Xanthia doubts she will have further contact with Nash because she so rarely attends any society functions. But when she is drafted to chaperone her cousin Louisa in her first season, she faces a round of social engagements. Fortunately, they are not the type to attract a sophisticated rake like Nash. Nash, however, has decided to pursue the unusual Miss Neville. Against her better judgment, Xanthia cannot ignore that she is drawn to him.

Xanthia’s plans change dramatically when Lord de Vendenhim and Mr. Kemble enlist her aid in investigating whether Lord Nash is working against England’s interests in the eastern Mediterranean region. Xanthia does not believe that Nash is involved in any such plot but realizes it provides her with an excuse to see him more frequently.

TRR reviewers don’t hand out five-heart ratings lightly.
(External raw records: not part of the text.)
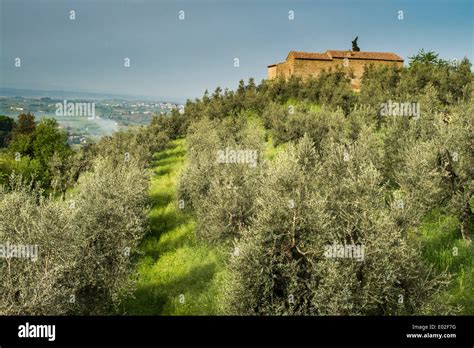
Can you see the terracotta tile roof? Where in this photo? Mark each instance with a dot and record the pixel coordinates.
(309, 55)
(364, 55)
(330, 54)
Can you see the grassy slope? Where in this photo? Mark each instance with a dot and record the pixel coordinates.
(173, 263)
(444, 248)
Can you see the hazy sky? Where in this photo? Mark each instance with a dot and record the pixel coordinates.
(181, 58)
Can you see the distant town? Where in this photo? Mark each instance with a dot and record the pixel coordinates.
(110, 115)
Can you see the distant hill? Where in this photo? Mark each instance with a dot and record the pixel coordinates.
(32, 93)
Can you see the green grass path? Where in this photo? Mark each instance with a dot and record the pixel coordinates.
(177, 274)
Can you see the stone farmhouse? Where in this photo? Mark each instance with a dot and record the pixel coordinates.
(306, 64)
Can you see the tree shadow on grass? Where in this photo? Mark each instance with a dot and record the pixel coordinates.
(157, 299)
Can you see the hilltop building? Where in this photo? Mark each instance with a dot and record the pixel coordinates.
(306, 64)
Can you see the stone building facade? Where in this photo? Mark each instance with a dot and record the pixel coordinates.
(306, 64)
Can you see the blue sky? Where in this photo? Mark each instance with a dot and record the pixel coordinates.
(181, 58)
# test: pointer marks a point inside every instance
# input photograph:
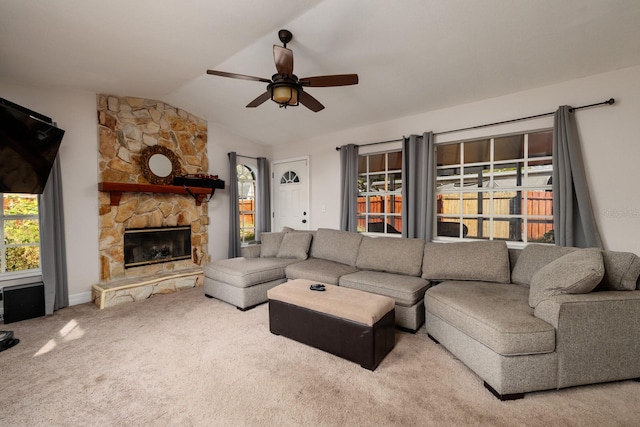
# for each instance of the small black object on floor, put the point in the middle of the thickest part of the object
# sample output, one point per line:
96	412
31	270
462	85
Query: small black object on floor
7	340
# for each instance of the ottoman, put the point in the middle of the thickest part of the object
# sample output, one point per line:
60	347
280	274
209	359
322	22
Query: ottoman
352	324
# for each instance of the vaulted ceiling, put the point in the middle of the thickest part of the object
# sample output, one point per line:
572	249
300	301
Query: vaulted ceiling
411	56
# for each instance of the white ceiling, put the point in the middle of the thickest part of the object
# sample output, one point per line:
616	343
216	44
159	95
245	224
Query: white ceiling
411	56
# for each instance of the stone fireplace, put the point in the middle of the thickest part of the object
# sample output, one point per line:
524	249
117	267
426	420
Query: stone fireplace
126	126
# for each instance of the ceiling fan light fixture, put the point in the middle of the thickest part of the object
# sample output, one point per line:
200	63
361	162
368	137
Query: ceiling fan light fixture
285	95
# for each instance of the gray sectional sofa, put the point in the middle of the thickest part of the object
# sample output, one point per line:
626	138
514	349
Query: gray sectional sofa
386	266
540	318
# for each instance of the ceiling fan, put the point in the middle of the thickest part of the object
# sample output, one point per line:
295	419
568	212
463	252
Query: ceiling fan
284	88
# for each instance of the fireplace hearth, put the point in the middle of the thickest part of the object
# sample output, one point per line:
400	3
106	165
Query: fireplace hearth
144	246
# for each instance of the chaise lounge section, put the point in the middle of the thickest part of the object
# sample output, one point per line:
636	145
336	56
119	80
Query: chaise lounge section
385	266
566	317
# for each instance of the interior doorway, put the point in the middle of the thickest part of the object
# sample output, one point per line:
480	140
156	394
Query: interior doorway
290	180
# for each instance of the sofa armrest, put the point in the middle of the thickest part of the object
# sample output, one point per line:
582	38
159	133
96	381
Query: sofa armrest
251	251
596	335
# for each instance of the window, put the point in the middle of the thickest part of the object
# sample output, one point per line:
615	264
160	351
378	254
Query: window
380	193
246	203
19	234
289	177
496	188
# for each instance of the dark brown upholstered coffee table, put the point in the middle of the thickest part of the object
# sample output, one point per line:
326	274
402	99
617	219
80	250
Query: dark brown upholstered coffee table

A book has to have it all: plot, characters, a solid romance, good writing. It is, therefore, something of a concession for me to give Never Lie to a Lady five hearts because I’m not certain it qualifies on all points. The pacing is sometimes uneven and the national security plot is more a device to get the characters together than a genuine story line, but the strong, appealing characters and the thread of humor woven into the story are just too good to consign it to a lower rating.

In my review of the author’s first book, My False Heart, I praised her handling of the reformed rake plot and said it set a new standard for me. This newest treatment reaffirms my opinion: when it comes to the reformed rake plot, no one does it better than Ms. Carlyle.

The romance between Nash and Xanthia is a strength. Xanthia is what has become a stock character – the older woman uninterested in marriage. Similarly, Nash is the stereotypical unrepentant rake. Their gradual willingness to change is what makes the romance so convincing. These two characters are indisputably right for each other.

If you’re a long-time romance reader and think you’ve read it all in one form or another, you’ll be pleased to know Never Lie to a Lady offers something new. There’s one scene (pages 258-260) that charmed me with its originality and had me laughing out loud. Any book that includes that scene deserves a wide audience.

Never Lie to a Lady is the first in a new series by the author. (The next book will feature Gareth Lloyd as the hero.) Many of Ms. Carlyle’s books, however, have continuing characters. Her fans will recognize some of these characters from earlier books, particularly the hero of No True Gentleman, Max de Rohan, and George Kemble. Kemble is a particularly welcome addition to this story since he provides much of the humor.

If you’ve enjoyed Liz Carlyle’s books in the past, you won’t want to miss Never Lie to a Lady. It illustrates why she’s a top-tier romance author and an auto-buy for many fans. This one is a definite winner.